Though the Wizards rely on different players to score, Webster credited Wall with orchestrating an improved offense that is averaging 95.7 points per game since he returned from a stress injury in his left knee. Wall had 10 assists in Milwaukee, where the team had 29 in all. The Wizards are 4-1 when they have at least 29 assists and Wall has played in four of those games.

“I’ll tell you what’s key: It’s John. And it’s going to be John every night. Because he initiates the offense and he’s been playing great basketball and if we continue to ride off him and feed off him, we’ll be great,” Webster said.

Nene, who spent more than eight seasons in Denver playing alongside one of the league’s most prolific scorers in Carmelo Anthony, has embraced sharing the wealth in Washington.

“We don’t have a guy who is going to score 30 points each night. We need to play hard, play together,” he said. “Someone is going to shine at the end of the game. The good thing, we don’t take the glory. We want to share that with our teammates. Who the man? We don’t care about that. That’s the biggest thing with the success of the team.”

The Wizards have won 11 of their last 18 games and have had a different leading scorer in eight of them. They have also had 18 games in which their leading scorer failed to notch at least 20 points, going 3-3 in their past six games when that has occurred.

Ariza chuckled when asked recently about the unusual situation. “I played with Kobe Bryant. Playing with Kobe, he’s liable to get whatever any night. This is a little different,” said Ariza, who played with Bryant for 1½ seasons with the Los Angeles Lakers, winning a championship in 2009. “We have to do it as a group. That’s what we’ve been trying to do.”

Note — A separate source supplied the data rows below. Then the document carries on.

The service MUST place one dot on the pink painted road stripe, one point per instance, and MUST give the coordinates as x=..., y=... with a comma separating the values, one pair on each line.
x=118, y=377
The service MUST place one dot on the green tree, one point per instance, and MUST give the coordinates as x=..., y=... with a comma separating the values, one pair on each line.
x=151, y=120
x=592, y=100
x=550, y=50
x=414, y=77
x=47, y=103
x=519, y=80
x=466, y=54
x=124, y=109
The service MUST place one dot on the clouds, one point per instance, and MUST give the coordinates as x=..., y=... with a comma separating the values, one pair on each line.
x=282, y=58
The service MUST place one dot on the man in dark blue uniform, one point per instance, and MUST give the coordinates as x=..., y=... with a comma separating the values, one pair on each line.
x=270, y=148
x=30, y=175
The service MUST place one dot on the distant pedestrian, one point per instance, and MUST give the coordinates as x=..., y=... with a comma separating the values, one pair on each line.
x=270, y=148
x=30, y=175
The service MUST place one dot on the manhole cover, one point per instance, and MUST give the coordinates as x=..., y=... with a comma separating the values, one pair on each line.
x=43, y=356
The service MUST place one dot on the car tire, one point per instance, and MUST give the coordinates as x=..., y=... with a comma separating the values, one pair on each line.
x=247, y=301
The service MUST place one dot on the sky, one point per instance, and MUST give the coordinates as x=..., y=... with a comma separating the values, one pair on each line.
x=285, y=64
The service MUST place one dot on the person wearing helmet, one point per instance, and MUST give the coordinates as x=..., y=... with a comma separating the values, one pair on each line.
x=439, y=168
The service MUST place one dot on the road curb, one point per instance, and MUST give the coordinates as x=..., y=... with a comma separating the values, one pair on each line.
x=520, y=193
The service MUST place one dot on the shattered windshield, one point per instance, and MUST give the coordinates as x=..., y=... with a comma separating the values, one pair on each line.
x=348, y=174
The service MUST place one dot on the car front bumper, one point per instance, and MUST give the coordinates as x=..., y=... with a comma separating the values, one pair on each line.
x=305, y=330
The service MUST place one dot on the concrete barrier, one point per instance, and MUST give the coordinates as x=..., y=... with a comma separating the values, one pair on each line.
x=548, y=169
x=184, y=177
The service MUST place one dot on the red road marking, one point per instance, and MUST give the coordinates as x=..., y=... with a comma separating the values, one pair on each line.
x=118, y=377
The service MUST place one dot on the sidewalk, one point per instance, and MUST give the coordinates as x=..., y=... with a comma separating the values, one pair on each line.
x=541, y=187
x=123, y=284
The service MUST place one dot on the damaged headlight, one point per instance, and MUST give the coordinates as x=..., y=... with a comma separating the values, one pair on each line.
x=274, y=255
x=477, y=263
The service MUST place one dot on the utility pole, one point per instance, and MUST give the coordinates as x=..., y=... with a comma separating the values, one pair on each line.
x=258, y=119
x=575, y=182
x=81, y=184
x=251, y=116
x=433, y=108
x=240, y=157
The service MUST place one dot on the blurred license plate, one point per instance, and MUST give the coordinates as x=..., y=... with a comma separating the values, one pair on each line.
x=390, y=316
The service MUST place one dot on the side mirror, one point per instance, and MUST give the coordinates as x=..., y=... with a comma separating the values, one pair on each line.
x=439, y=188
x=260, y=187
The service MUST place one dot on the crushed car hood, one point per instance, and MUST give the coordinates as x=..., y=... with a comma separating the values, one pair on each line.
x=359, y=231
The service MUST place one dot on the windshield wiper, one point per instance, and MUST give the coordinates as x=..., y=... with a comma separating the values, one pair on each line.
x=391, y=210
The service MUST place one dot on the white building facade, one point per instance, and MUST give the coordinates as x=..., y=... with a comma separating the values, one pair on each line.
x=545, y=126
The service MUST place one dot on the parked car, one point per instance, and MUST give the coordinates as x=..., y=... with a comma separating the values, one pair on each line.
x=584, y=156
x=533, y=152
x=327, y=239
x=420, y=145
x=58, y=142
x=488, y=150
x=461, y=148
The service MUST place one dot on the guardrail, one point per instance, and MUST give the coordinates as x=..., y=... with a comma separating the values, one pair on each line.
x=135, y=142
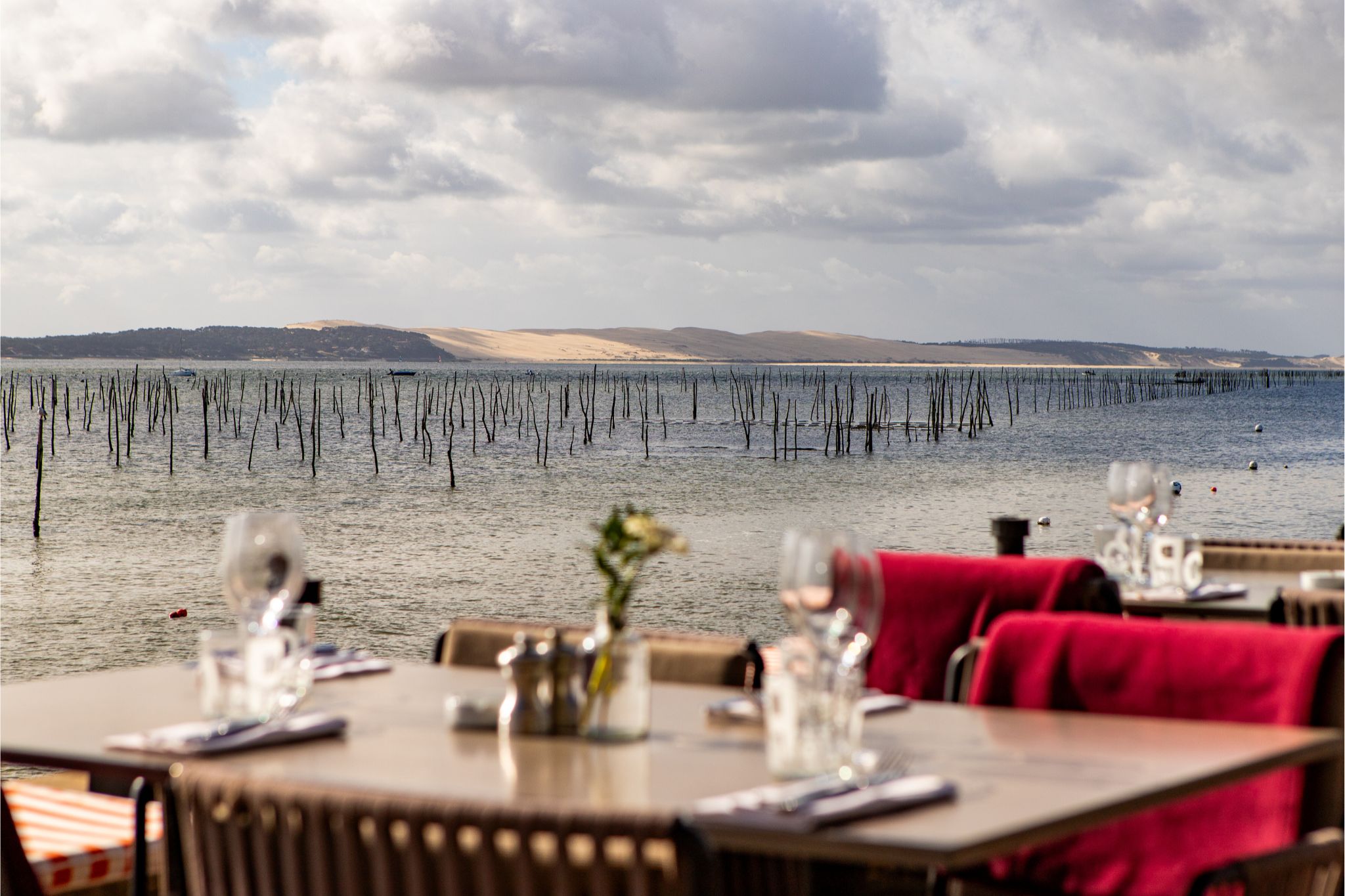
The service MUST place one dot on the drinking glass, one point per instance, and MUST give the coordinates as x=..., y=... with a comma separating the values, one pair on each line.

Wittman spent the early part of the season trying to convince his players that ball movement and sharing was the only way they would be able to compete on offense, but he credited the standings more than his words for leading to the turnaround.

“It’s something that they’ve come to realize and understand, I think, that it is an equal opportunity,” Wittman said. “Obviously, we have the ball, at the end of games, in the hands of the people capable of making plays. But they’ve seen, when you’ve got seven guys with 10, 11, 12, 16 points, that we’re a hard team to play against and it’s been evidenced through our win-loss record and how we’re playing here during this stretch.”